Com cada álbum, o meu objetivo é fazer uma música que seja intemporal e que possa ser apreciada por muitos anos. Espero que, em termos sonoros, a música seja produzida de uma forma que não possa ser associada negativamente a uma era específica... embora isso possa ser difícil de alcançar completamente. Uma forma de alcançar esse elemento intemporal é evitar certos sons populares ou métodos de estúdio que são usados apenas temporariamente e depois abandonados. É sempre bom trabalhar com instrumentos acústicos para que o som pareça ter sido gravado em qualquer época.

 

O que vem a seguir a Quadra Spherium? Há projetos ao vivo ou mudanças estilísticas no horizonte?

Promovi o Quadra Spherium o máximo que pude com muitos vídeos curtos e completos nas redes sociais. Já não sou um artista ao vivo, por isso o álbum é o que tenho para oferecer no que diz respeito a essa música. Gosto sempre de mencionar que a atuação de Gary Husband foi capturada em vídeo e que o álbum completo pode ser adquirido como um único ficheiro de vídeo no meu site. Recentemente, também tive o prazer de aparecer na revista Modern Drummer e falar sobre o meu trabalho e aprofundar a música apresentada no Quadra Spherium. No que diz respeito à mudança de estilo, estou atualmente envolvido em alguns projetos de orquestração com os quais nunca trabalhei no passado... mais uma vez, é aquele desejo de não repetir a mesma fórmula e tentar novos desafios como compositor.

 

E o que tens planeado para ti e para os teus projetos?
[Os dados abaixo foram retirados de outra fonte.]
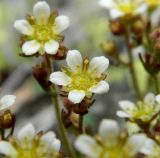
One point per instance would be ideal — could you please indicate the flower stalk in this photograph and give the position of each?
(131, 65)
(54, 97)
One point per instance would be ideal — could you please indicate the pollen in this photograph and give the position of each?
(127, 8)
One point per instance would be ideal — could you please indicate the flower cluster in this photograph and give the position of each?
(80, 80)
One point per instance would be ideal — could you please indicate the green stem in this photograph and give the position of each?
(2, 134)
(55, 100)
(131, 66)
(60, 124)
(155, 78)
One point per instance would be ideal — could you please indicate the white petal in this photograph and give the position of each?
(87, 146)
(109, 131)
(55, 146)
(158, 99)
(60, 78)
(7, 101)
(149, 99)
(74, 59)
(27, 133)
(30, 47)
(126, 105)
(62, 23)
(41, 11)
(123, 114)
(24, 27)
(108, 4)
(114, 13)
(141, 9)
(100, 88)
(148, 147)
(98, 65)
(135, 143)
(76, 96)
(51, 47)
(7, 149)
(132, 128)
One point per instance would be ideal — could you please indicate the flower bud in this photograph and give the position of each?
(138, 26)
(81, 108)
(61, 54)
(41, 75)
(109, 48)
(117, 27)
(7, 120)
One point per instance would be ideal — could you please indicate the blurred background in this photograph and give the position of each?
(88, 29)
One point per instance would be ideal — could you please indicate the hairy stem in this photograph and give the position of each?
(62, 130)
(131, 66)
(56, 103)
(155, 78)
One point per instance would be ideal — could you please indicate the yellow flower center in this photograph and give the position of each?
(128, 8)
(153, 2)
(115, 152)
(82, 79)
(143, 111)
(44, 33)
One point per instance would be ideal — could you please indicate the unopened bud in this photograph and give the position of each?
(61, 54)
(41, 75)
(117, 27)
(7, 120)
(109, 48)
(138, 26)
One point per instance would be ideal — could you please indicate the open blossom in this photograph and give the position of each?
(143, 110)
(7, 101)
(109, 143)
(28, 144)
(82, 78)
(119, 8)
(42, 31)
(152, 3)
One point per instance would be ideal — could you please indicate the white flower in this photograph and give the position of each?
(108, 143)
(28, 144)
(43, 32)
(7, 101)
(143, 110)
(82, 78)
(118, 8)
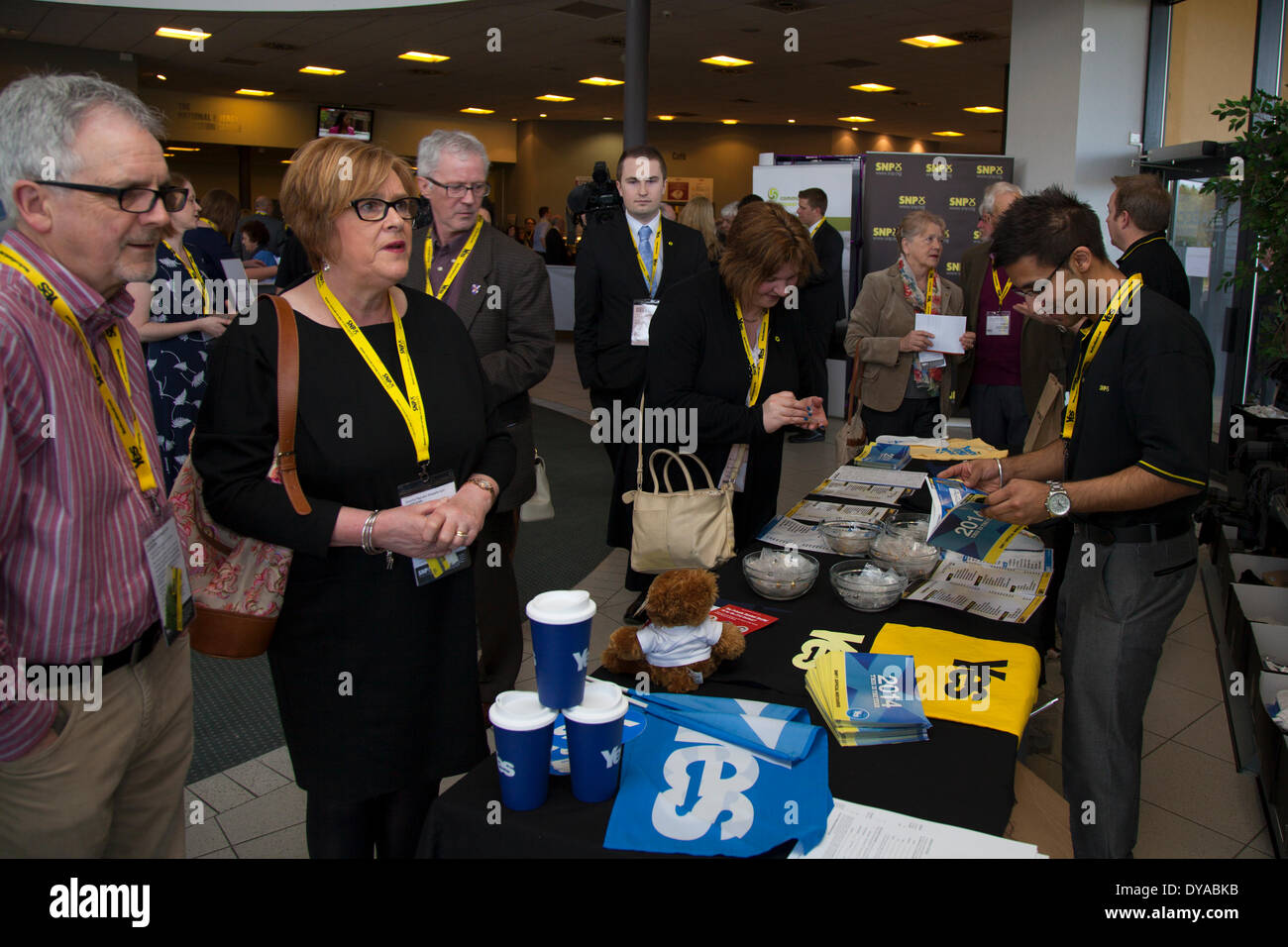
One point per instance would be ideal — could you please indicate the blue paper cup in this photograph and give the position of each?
(561, 644)
(595, 741)
(523, 732)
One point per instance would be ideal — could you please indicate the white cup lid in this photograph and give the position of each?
(562, 607)
(520, 710)
(601, 702)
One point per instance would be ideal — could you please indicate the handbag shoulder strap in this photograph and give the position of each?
(287, 402)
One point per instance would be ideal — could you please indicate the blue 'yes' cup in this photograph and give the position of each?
(595, 741)
(523, 732)
(561, 644)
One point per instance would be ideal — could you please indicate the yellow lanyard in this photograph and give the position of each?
(756, 363)
(129, 434)
(193, 270)
(997, 285)
(456, 264)
(410, 407)
(651, 281)
(1125, 294)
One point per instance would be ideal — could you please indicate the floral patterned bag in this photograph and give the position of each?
(237, 581)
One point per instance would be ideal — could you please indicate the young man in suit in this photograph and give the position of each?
(623, 265)
(822, 302)
(515, 342)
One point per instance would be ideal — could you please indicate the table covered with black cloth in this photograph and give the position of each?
(962, 776)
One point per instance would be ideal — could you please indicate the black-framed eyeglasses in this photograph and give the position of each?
(133, 200)
(458, 189)
(374, 209)
(1030, 292)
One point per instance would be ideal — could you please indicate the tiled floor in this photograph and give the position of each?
(1193, 802)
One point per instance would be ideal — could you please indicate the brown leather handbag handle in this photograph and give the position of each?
(287, 402)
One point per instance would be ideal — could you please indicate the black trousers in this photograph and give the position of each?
(496, 592)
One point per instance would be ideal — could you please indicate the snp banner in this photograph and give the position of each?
(951, 185)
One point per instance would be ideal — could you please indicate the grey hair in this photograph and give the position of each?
(40, 118)
(993, 191)
(460, 144)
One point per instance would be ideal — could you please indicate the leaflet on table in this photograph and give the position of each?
(982, 602)
(823, 512)
(863, 831)
(785, 531)
(870, 474)
(958, 522)
(864, 492)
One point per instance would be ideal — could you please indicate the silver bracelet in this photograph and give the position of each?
(368, 531)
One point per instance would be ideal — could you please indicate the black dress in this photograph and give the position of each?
(696, 360)
(375, 678)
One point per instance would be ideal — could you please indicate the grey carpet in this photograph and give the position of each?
(235, 710)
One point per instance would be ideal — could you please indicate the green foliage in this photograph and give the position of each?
(1258, 182)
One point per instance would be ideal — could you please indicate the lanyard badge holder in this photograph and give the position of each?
(428, 486)
(165, 556)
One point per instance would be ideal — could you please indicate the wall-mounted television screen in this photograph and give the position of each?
(344, 123)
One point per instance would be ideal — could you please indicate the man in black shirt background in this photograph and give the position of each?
(1128, 471)
(1138, 211)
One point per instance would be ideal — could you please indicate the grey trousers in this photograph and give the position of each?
(1116, 607)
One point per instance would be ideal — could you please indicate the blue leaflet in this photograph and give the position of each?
(684, 791)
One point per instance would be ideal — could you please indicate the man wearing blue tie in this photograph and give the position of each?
(623, 265)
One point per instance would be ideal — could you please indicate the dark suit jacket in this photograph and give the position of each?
(823, 299)
(608, 282)
(515, 342)
(1042, 348)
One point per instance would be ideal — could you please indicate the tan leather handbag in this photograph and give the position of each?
(239, 582)
(679, 528)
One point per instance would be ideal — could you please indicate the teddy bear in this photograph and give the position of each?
(682, 644)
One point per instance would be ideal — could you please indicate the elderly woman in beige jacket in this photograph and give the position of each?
(901, 393)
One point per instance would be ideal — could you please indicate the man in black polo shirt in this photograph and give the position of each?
(1129, 470)
(1138, 210)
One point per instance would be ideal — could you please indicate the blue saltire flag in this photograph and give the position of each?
(687, 791)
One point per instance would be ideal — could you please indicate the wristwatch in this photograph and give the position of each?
(1057, 500)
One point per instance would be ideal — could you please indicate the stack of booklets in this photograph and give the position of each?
(867, 698)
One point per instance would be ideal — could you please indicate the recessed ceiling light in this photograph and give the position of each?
(175, 34)
(424, 56)
(931, 42)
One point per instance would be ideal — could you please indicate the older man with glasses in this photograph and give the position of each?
(90, 552)
(501, 292)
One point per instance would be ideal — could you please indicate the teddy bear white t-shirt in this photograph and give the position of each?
(679, 646)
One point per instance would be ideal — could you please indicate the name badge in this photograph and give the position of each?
(642, 315)
(997, 324)
(439, 486)
(168, 571)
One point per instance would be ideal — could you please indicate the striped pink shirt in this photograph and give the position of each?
(73, 577)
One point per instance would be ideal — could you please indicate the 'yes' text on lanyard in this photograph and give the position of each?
(411, 407)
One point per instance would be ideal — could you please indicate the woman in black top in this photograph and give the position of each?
(375, 676)
(700, 354)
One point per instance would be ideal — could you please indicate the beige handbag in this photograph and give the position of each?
(688, 528)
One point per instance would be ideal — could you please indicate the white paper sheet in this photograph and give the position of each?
(947, 330)
(863, 831)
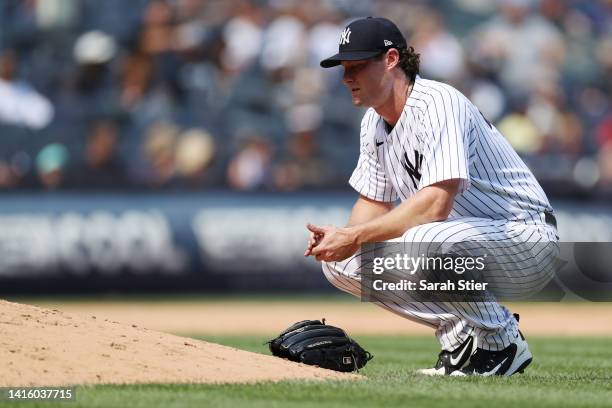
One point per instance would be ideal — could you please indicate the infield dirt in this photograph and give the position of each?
(43, 347)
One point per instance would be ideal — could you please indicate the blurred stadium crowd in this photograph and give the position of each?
(196, 94)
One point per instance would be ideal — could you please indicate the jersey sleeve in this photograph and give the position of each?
(445, 132)
(369, 178)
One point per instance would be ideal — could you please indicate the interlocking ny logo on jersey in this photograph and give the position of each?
(414, 170)
(345, 37)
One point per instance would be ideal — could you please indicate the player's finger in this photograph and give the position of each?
(315, 229)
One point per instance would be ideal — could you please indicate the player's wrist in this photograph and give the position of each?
(356, 234)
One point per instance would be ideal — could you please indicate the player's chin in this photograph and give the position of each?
(357, 101)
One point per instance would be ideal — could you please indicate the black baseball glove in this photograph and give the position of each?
(315, 343)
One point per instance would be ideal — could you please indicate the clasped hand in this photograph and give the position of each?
(330, 243)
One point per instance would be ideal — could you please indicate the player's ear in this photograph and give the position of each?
(392, 58)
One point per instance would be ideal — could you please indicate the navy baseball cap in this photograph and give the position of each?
(366, 38)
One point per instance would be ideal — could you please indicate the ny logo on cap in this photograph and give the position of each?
(344, 38)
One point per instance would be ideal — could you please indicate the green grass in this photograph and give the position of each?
(568, 372)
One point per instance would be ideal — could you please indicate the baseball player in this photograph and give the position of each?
(457, 180)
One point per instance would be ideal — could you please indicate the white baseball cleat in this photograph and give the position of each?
(514, 358)
(451, 361)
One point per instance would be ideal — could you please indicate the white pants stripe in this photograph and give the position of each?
(523, 256)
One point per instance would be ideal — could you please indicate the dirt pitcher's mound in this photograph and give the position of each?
(42, 347)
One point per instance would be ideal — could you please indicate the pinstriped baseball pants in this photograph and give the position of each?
(523, 255)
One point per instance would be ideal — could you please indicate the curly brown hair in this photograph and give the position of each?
(409, 62)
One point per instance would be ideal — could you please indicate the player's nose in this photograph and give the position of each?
(347, 78)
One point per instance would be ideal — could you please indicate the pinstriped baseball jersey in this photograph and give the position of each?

Além dos vários projetos que mencionei e que estão atualmente em fase embrionária, tenho o prazer de anunciar que o meu próximo álbum está quase pronto. Vou lançar em outubro deste ano o segundo álbum do Alta Forma com Todd Sucherman e JK Harrison. Este será um projeto com letras e mal posso esperar para o partilhar!

 

Mais uma vez, obrigado, Antoine. Queres enviar alguma mensagem para os teus fãs ou para os nossos leitores?

Estou sempre grato a todos que dedicam o seu tempo a descobrir novas músicas e espero que gostem do que tenho para oferecer. O meu público é composto por pessoas que claramente procuram músicas novas e originais. O meu objetivo é continuar a oferecer músicas que tragam elementos de profundidade, emoção e alegria. Obrigado!